A Fast Singular Boundary Method for the Acoustic Design Sensitivity Analysis of Arbitrary Two- and Three-Dimensional Structures

This paper proposes a fast meshless scheme for acoustic sensitivity analysis by using the Burton–Miller-type singular boundary method (BM-SBM) and recursive skeletonization factorization (RSF). The Burton–Miller formulation was adopted to circumvent the fictitious frequency that occurs in external acoustic analysis, and then the direct differentiation method was used to obtain the sensitivity of sound pressure to design variables. More importantly, RSF was employed to solve the resultant linear system obtained by the BM-SBM. RSF is a fast direct factorization technique based on multilevel matrix compression, which allows fast factorization and application of the inverse in solving dense matrices. Firstly, the BM-SBM is a boundary-type collocation method that is a straightforward and accurate scheme owing to the use of the fundamental solution.
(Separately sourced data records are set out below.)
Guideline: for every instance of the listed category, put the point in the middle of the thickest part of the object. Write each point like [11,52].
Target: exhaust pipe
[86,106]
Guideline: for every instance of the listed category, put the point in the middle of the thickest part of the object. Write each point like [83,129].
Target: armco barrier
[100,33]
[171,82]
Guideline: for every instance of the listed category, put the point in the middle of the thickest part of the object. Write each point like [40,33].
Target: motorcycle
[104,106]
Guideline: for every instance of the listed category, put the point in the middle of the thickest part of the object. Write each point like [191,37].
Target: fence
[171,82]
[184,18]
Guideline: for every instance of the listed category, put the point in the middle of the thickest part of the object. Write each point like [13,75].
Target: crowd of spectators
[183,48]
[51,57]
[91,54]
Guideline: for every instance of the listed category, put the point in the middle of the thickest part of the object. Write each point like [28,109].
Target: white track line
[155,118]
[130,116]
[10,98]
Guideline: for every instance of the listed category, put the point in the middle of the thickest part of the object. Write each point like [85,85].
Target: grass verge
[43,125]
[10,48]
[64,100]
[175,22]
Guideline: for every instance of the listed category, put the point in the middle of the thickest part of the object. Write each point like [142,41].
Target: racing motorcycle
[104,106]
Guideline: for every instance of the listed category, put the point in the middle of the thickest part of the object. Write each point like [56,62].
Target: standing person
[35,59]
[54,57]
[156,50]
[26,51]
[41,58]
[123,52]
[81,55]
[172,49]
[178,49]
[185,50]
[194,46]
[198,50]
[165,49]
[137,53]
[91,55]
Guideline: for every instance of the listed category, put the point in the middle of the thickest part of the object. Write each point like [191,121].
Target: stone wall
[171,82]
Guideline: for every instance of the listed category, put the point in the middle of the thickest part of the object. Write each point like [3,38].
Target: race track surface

Secondly, the introduction of the fast solver can effectively reduce the requirement of computer memory and increase the calculation scale compared to the conventional BM-SBM. Three numerical examples including two- and three-dimensional geometries indicate the precision and efficiency of the proposed fast numerical technique for acoustic design sensitivity analysis associated with large-scale and complicated structures.